If Facebook started introducing services in China, it would probably face questions about whether to censor content or share data with Beijing. The latter could be a particularly tricky issue for the social network while it is under scrutiny by the United States government for its handling of user data.

Facebook’s chief executive, Mark Zuckerberg, said in an interview last week with Recode’s Kara Swisher that the company was “a long time away from doing anything” in China. He said Facebook was working on products for China “over the long term,” but added: “We need to figure out a solution that is in line with our principles and what we want to do, and in line with the laws there, or else it’s not going to happen. Right now, there isn’t an intersection.”

Facebook’s fortunes in China follow some progress here for Google, which has also seen its products slowly squeezed out of the market. Over the past year, the search giant has set up an artificial-intelligence research lab in China and introduced several services, including an A.I.-powered sketching game.

To court China, Mr. Zuckerberg previously pulled out all the stops, dining with China’s president, hosting a question-and-answer session in Mandarin at a Chinese university and even once jogging across a smog-choked Tiananmen Square. The company also quietly worked on a censorship tool and released a photo-sharing app in China, called Colorful Balloons, without putting its name to the service.

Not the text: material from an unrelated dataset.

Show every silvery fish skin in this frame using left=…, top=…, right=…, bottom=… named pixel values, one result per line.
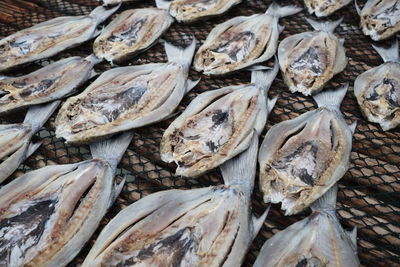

Despite not having any product or office in China, Facebook still does booming business here. The company sells ads across the world to Chinese companies and the Chinese government. Facebook’s ads are so in demand that China has been the company’s largest source of ad revenue in Asia.

The legal representative for Facebook’s new China subsidiary was the same employee who registered the company that launched Colorful Balloons: Ivy Zhang, Facebook’s chief representative and head of business development in China.

Also on the board of the new subsidiary with Ms. Zhang is William Shuai, Facebook’s China government affairs representative and a former government relations executive at the Chinese search engine Baidu and LinkedIn. Before holding those positions, Mr. Shuai was briefly a low-level official in the Chinese government.